Lately, I've been thinking a lot about marriage, maybe because we're going to a wedding this weekend, maybe because I read all that match-heavy Jane Austen, maybe because my anniversary is coming up. At the end of this month, David and I will have been married 14 years. I haven't yet gotten him a gift, which a few years ago would have made me extremely anxious because as gifts go, I like grand gestures and surprises. David on the other hand likes getting something from the list of things he is hoping for. I fought this for years, but recently, I've been won over. Now the gift-giving process is amazing. I send him a "what do you want" email, he replies with a list, and I say "why don't you go ahead and order #3," and then he says, "actually, I've already ordered #1." So that's easy.
What I've been thinking about mostly though is how much a marriage changes over time, and when I say "thinking" I mean, "obsessing" which is generally an indication of an emerging project, and can I just say, thank god. I need a distraction from the last one because, at this stage, it's fairly clear that that project is just trying to kill me.
Anyway, by the time we hit 14 years, though it's all with the same person, we've been in so many different relationships, some good, some bad. A lot bad, actually. I think we can all agree that the first, say, 7 years of marriage are a living hell, yes? Or maybe it's just that David and I had so many small children during those years and having small children is a living hell. I mean, I don't want to speak for everyone here (this is a lie, I almost always want to speak for everyone which is why I'm a writer), but yeah, years 1-7 are awful.

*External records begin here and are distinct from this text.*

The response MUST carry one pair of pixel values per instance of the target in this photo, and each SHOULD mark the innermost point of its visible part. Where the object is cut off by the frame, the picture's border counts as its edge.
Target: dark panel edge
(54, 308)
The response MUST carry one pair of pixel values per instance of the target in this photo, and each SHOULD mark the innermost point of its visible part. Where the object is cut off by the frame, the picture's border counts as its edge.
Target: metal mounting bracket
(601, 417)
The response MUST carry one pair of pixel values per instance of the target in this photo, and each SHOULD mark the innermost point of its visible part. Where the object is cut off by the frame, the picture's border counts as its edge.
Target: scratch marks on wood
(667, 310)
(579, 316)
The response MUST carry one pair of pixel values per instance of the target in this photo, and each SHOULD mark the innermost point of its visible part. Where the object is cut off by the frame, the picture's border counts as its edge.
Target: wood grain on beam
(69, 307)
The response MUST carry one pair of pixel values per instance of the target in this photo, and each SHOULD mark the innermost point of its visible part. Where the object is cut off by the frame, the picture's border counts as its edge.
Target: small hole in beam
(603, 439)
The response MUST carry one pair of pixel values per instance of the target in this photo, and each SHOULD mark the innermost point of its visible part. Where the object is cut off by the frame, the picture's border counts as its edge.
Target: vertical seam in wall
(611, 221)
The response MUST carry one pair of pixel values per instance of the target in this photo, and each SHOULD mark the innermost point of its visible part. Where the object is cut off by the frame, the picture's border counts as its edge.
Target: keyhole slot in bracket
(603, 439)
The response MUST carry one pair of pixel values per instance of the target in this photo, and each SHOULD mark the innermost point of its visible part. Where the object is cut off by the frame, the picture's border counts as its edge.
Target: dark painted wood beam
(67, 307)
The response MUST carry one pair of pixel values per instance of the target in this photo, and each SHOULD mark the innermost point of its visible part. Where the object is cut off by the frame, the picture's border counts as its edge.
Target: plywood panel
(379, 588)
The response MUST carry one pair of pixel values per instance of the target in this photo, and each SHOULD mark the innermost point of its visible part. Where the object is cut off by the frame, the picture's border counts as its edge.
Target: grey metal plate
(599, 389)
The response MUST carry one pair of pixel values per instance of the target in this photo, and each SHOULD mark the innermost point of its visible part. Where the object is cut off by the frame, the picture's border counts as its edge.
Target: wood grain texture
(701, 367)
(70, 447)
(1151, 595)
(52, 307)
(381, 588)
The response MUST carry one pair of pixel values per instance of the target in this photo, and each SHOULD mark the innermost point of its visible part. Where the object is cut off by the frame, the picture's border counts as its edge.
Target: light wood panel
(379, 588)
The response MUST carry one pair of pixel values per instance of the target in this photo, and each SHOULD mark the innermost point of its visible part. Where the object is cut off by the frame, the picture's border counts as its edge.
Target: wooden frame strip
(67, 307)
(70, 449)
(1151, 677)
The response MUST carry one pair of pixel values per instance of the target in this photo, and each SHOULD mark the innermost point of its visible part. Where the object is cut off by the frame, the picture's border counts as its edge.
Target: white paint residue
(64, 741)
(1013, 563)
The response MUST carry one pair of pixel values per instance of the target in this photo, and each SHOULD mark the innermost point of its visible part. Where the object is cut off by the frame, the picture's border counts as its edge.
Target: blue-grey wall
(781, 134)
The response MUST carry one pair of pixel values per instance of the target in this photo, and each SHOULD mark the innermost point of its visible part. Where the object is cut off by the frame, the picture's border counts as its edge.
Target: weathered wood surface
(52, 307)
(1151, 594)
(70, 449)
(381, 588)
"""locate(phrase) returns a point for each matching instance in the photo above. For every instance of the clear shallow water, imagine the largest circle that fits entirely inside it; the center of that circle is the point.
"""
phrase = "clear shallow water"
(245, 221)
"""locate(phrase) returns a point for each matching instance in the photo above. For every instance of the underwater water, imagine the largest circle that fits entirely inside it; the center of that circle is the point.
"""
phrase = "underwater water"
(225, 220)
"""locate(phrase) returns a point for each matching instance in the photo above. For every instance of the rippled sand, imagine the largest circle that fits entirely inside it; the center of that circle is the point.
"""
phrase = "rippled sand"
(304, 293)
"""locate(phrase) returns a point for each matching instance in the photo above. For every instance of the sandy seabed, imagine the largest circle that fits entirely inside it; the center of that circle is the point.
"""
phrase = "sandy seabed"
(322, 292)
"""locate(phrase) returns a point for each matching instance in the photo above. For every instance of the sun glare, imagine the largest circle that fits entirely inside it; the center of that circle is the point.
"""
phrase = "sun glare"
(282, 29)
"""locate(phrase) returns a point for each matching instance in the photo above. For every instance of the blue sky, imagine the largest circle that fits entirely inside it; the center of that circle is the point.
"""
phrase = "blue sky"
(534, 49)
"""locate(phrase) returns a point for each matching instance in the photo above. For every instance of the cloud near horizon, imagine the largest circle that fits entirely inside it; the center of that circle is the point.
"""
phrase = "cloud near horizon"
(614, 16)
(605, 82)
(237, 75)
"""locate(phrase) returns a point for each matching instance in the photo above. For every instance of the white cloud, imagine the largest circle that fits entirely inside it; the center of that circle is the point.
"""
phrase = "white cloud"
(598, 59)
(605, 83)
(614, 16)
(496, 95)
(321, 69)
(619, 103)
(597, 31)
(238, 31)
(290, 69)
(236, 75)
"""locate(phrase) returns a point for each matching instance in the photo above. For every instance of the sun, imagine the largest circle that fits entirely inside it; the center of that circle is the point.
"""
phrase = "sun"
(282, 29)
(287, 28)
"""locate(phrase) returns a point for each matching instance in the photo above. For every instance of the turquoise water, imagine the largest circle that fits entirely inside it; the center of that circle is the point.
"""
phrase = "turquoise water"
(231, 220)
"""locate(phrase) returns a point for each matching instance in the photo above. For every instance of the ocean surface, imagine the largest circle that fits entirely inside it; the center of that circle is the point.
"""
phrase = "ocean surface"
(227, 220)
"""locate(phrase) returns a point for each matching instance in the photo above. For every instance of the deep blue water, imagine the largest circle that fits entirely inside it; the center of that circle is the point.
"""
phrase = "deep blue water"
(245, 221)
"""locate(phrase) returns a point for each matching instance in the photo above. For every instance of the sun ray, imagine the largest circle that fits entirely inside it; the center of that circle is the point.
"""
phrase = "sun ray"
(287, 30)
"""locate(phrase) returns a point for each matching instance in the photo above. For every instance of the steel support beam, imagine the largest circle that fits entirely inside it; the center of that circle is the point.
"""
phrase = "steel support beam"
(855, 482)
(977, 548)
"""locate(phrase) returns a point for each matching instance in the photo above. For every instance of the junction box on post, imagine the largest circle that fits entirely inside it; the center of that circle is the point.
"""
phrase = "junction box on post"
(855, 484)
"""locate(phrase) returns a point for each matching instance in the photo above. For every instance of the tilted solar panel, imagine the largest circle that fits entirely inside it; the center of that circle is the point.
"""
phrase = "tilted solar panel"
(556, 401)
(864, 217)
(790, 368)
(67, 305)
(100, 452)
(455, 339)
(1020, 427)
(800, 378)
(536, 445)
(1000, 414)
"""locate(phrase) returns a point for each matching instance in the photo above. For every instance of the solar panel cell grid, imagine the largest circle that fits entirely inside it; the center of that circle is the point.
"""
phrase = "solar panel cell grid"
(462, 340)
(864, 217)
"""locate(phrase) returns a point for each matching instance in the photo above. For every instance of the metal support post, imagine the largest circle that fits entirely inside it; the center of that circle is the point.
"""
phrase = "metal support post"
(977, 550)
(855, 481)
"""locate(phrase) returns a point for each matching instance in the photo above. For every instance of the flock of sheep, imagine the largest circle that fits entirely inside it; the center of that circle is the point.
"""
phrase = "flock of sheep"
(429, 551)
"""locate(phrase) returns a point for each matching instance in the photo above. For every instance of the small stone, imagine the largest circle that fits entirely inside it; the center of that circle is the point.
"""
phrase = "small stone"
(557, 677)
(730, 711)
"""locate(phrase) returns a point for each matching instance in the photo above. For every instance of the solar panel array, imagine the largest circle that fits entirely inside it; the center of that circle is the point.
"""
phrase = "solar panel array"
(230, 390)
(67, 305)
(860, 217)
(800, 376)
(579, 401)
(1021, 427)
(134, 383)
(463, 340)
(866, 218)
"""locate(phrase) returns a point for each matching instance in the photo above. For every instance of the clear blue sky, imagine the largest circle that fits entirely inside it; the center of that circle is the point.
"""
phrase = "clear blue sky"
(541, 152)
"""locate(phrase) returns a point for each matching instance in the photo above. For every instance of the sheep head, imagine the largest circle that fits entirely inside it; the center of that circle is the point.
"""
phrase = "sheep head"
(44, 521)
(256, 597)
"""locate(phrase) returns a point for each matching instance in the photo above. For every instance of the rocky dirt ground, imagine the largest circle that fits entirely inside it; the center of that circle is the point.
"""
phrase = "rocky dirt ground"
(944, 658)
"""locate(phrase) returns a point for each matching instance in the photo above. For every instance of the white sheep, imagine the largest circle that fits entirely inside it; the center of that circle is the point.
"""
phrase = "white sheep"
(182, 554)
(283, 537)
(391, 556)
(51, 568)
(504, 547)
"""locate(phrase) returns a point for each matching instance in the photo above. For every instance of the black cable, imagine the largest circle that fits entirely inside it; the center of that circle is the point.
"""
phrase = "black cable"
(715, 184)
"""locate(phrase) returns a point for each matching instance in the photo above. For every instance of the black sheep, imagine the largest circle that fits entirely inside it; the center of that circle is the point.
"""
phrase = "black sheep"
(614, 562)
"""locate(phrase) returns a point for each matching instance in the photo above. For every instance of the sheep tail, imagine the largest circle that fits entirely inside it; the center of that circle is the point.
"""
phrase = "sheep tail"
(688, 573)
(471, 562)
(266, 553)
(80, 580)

Maybe part of this is that in the beginning we're more focused on the relationship that we think we should have rather than the one we're in. How can I make you more like the spouse I have always imagined? Where is that "perfect amity" Ms. Austen told me to expect? Why don't we like all the same things?
This was a particularly difficult aspect for me, and I think for many women because we're really taught from a young age that your mate is the person who meets basically all of your needs. Like, why would you even need friends anymore?
Things I like to talk about: books, poetry, writing. Things David likes to talk about: water heaters, motorcycles, cars (and not like, "these are great seat-warmers!" but like "blah, blah, blah, engine, blah, blah, blah, torque"). Can you imagine? Perfect amity indeed.
Given time though, we figure out what works, what we need from one another, what is better left to our friends. And then of course, there are the children, and there's the additional affection born of being on the same side against them.
So, yes, the second decade of marriage is pretty good, probably even worth the trouble of getting through the first. Please don't tell my husband that I said this though, as our marriage is heavily dependent on a near constant state of belligerent flirtation and my saying something nice about him would upset that balance tremendously. (He is, of course, allowed to say nice things about me, and in fact there may even be a daily quota involved. I'm not saying that I'm easy to live with; I'm just saying that I've learned to give very clear direction.)